I'm recording my research, not trying to sell you anything.

Nothing i have presented is beyond your comprehension. We can buy momentum for less energy than it is worth, so it doesn't exactly take a business mastermind...

It's simple:

Phase 1: Collect underpants

Phase 2: ?

Phase 3: Profit

Get it?

[MrVibrating]

To be clear, you're actually asking me F=mA?
A force is applied between two masses. Why do you want to divide KE between them? Where are you getting this from?

I don't know, did I?
I asked you how you divide your kinetic energy, because I thought that's what you do...

WHY do you think this? I've said no such thing, that was Dwayne's error. I'm calculating KE from 1/2mV^2, in simple annotated steps..?

I already explained how I see your linear example and there's nothing mysterious to discover. Even your simulator does not complain. So you either do something strange or you conclude something strange just as you asked Dwayne to redo his calculus: but what needs to be changed?
You slippery-slope over the issue. So I don't know what you're doing that makes you so exited. I get it that you are exited once you found some gain.

But if you didn't notice, I did put links in my text.
In this case the KE-division should hint upwards to: "redistribute energy and momentum".
That links to your text where you ask:

Everyone follow that so far?

My answer: "no".

I get the notion of "division" from that post, and this is how I read it:

• Kinetic energy induces a change in momentum, check.
  Then [J per kg-m/s]. I think: [J per kg-m/s] that equals [m/s], or actually Ek/p = v/2
  Then you split that and your energy in two... and you add them up again. And compare this new momentum with its energy-level versus ground to this other energy and notice a difference...
  Or at least I think that's what you're doing there. I think: "But why? What is he doing?"

And I stop, scribble something on a piece of paper, gets more confused: let's ask. Get's more confusing answers plus what you can do with all that stuff, and its implications/

I may indeed ask for the basics, sorry. Seems important.

KE is calculated from 1/2mV^2 accurately. We have 1 kg masses, so at say 5 kg-m/s they're moving at 5 m/s, and have 12.5 J.

Scanning back through the thread, you've quoted a line out of context from page 11 where i wrote:

We can make 9.81 kg-m/s of momentum for the fixed, speed-invariant price of 96.23 Joules, which equivalently, works out to 9.81 J per kg-m/s.

Divided between two 1 kg masses, each has 4.905 kg-m/s and 48.11 J.

But per KE=1/2mV^2, at 4.905 m/s 1 kg has just 12.029 J...

So on the first cycle, our very first kg-m/s of manufactured momentum costs exactly four times more to make, than it is worth. To put it another way, it is 4x under-unity.

Everyone follow that so far?

So yes, that bit in red is a mistake, immediately corrected in the following sentence, and irrelevant since it is not used for anything.
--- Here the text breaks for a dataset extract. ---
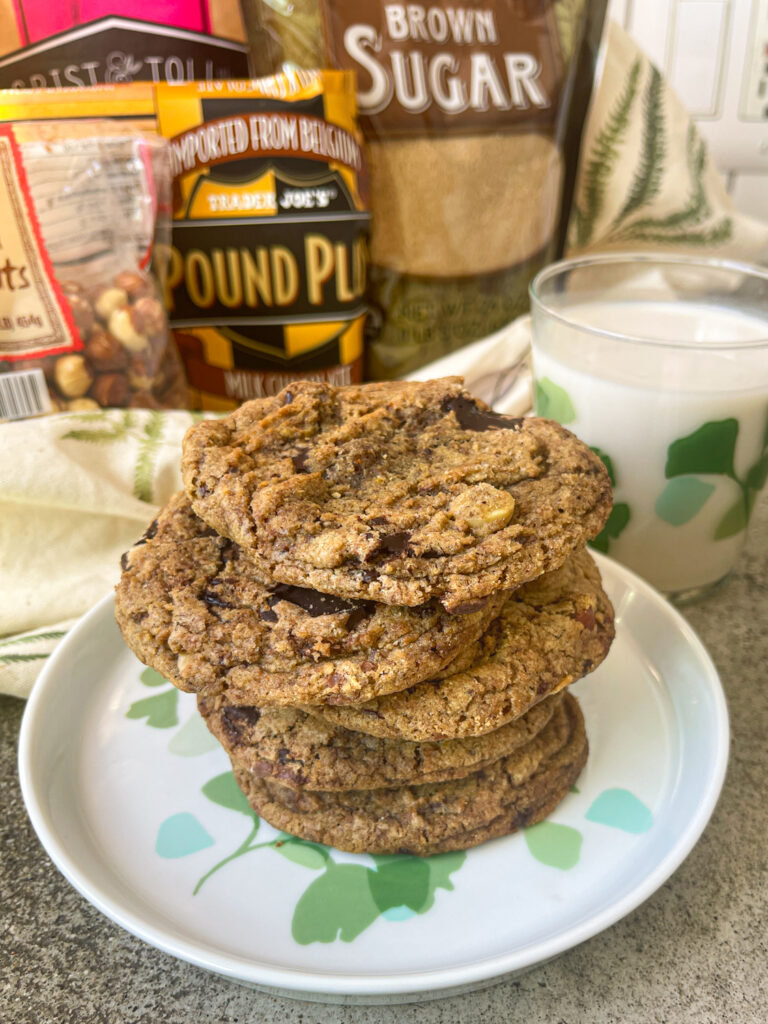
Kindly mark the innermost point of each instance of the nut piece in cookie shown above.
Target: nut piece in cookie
(397, 493)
I'm not calculating anything with it. The conclusion, in bold, is valid.

I am fallible, i've been saying throughout i have and will make mistakes. The maths will need tidying, but the broad strokes are there.
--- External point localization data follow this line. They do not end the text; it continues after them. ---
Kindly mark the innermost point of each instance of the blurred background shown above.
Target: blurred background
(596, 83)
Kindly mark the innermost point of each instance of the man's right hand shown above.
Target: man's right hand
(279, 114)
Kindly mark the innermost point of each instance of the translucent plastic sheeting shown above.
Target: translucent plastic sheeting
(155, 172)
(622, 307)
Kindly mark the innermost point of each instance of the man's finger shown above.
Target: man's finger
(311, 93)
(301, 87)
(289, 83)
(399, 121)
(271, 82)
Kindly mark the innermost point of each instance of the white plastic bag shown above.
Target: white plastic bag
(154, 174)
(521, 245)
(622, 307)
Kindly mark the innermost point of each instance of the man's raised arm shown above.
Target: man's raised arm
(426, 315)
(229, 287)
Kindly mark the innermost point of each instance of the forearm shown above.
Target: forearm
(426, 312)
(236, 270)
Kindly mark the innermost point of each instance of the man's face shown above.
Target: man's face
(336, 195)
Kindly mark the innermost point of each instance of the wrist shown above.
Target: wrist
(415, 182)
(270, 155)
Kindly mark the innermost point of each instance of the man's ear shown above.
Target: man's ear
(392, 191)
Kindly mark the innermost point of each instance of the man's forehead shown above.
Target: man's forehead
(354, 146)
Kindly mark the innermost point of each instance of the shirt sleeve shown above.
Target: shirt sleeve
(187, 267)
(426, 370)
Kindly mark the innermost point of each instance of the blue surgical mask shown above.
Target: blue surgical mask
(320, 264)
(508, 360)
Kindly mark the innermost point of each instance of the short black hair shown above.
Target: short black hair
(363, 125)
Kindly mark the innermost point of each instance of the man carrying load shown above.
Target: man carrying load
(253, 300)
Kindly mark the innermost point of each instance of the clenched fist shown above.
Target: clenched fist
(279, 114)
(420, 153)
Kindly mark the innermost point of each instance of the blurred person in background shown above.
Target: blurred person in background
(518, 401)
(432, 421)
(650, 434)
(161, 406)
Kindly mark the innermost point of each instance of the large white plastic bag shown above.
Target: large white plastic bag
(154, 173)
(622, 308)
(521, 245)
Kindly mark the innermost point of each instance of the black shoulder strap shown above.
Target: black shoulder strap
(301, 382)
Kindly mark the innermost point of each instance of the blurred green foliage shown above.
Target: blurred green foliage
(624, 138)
Neither you, ST or Dwayne have found any fatal flaws so far, and your motivations do not seem sincere much less objective.

You have a wide open symmetry break in front of you, and all you can do is indulge in petty ego wars and pedantry?

You freely admit you don't even grasp why CoE depends upon N3 in the first place, yet you aren't compelled to try to understand that proposition? Since the conditions here depend upon it but also, perfectly demonstrate it, how can you possibly weigh in meaningfully otherwise?

Energy has to be quantified in relation to inertial frames because motion is relative, Marchello... So N3 enforces mechanical CoE.

You're on an OU forum flaunting some degree of maths skills - how can you possibly not know this?

Obviously, all three laws are essential to CoE, but i'm not attacking the first two, so if you simply cannot grasp why CoE depends upon N3, even with all this help, then you're never going to be able to understand the battle plan for Operation Over-Unity, since the breach is the cost/benefit ratio of accumulating reactionless momenta.

You're deliberately ignoring all the accurate maths, trawling back 20 pages for irrelevant errors that have no impact whatsoever on the symmetry break. What's next, punctuation errors? Are you gonna claim you don't believe inertia's constant, or that KE=1/2mV^2?

Are you just another pseudo-skeptic troll?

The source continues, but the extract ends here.